Elle habite dans Hochelaga-Maisonneuve en 2015, époque où elle est candidate à La Voix. Moisi Moé’ssi de Fred Fortin est l’une de ses interprétations, elle triture sa Gibson SG-200 avec minutie. « Même si ce n’était pas ma chanson, elle me représentait bien. J’avais déjà participé à des concours comme Ma Première Place des Arts (2013) et le Festival international de la chanson de Granby (révélée à Ontario Pop). Suite à La Voix, elle est signée chez Tandem musique : en première partie de Francis Cabrel, elle enfile dix-huit spectacles. Six chansons en vingt minutes chaque soir.

C’est difficile de chanter en français dans le nord de l’Ontario ? Et ce, nonobstant du legs musical de Robert Paquette ou du groupe Cano, par exemple ? « Contact ontarois, le pendant de Rideau au Québec, et le Gala Trille Or aux deux ans permettent une meilleure visibilité, le contexte est plus favorable qu’avant pour les auteurs et compositeurs de la province. J’ai aussi eu la chance d’enregistrer des sessions live au studio Madame Wood à Montréal en pleine pandémie pour propulser les chansons de mon album Donnes-moi le temps (2018). Je suis sereine de ce côté, les réseaux de communication et de promotion sont de plus en plus efficaces ».

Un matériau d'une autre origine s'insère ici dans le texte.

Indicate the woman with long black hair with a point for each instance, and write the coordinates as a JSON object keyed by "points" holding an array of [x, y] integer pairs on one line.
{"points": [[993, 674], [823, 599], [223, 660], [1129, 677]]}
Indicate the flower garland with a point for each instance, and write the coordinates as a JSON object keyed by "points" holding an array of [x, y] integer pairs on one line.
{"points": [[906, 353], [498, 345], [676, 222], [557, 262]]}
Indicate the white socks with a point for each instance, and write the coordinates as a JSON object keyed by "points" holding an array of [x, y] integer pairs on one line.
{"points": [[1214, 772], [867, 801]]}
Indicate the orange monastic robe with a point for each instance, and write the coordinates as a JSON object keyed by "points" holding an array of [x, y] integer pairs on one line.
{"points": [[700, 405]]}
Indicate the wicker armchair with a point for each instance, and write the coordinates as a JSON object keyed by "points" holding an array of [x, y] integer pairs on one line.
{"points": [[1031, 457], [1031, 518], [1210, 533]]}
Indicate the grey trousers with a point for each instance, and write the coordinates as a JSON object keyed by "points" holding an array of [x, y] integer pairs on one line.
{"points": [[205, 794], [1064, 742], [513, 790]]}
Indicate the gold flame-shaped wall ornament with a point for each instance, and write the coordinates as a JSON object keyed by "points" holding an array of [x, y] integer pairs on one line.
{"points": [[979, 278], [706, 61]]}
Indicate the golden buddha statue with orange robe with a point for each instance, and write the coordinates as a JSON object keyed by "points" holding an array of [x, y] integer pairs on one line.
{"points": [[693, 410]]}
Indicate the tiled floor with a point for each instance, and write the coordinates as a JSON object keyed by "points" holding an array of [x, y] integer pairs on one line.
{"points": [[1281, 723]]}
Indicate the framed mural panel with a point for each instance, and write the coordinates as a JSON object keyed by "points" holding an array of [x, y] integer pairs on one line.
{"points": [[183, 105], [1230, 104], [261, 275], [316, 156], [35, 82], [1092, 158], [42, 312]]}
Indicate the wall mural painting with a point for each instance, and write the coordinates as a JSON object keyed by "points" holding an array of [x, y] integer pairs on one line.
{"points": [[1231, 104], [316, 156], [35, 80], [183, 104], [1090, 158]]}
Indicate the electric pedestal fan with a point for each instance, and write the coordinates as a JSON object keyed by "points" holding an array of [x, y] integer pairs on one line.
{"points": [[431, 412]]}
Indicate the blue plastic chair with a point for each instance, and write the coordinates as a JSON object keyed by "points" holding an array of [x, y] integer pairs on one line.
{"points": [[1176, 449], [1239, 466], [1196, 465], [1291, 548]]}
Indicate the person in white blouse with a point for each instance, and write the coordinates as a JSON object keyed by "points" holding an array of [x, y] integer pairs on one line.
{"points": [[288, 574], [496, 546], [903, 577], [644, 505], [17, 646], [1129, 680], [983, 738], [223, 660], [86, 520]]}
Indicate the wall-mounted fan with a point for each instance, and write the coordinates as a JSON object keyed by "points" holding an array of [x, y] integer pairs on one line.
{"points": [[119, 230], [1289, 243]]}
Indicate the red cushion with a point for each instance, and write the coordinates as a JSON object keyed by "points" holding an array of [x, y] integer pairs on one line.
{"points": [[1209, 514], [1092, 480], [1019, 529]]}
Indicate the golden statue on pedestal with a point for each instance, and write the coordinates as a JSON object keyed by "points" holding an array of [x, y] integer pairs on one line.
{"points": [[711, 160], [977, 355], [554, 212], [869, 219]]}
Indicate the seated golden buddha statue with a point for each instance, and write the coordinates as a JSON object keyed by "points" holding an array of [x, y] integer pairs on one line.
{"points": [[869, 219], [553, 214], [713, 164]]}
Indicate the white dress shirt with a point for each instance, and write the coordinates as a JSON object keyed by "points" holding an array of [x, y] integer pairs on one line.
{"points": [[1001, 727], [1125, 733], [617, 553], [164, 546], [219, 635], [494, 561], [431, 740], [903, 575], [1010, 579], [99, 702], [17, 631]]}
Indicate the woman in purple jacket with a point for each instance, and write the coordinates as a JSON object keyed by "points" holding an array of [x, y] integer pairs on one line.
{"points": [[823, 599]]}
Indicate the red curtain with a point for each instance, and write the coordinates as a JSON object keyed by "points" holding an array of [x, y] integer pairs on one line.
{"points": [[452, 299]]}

« La petite communauté francophone se retrouve en Ontario, même à dix heures de route ! On est privilégié parce qu’on n’est pas un grand nombre d’artistes à y œuvrer, mais en contrepartie, il n’y a souvent qu’une salle par ville où l’on peut jouer et une fois que tu es passé, ça peut prendre 3-4 ans avant d’y revenir », déplore-t-elle.

Un album de Noël paru en 2020 et baptisé Noël Tout autour s’est glissé dans son écriture de chansons en temps de pandémie. Elle y reprend même Marie-Noël de Robert Charlebois. Avec des mots qui grimpent au ciel. Elle les présentera sur les routes de l’Ontario, avec un détour par Montréal.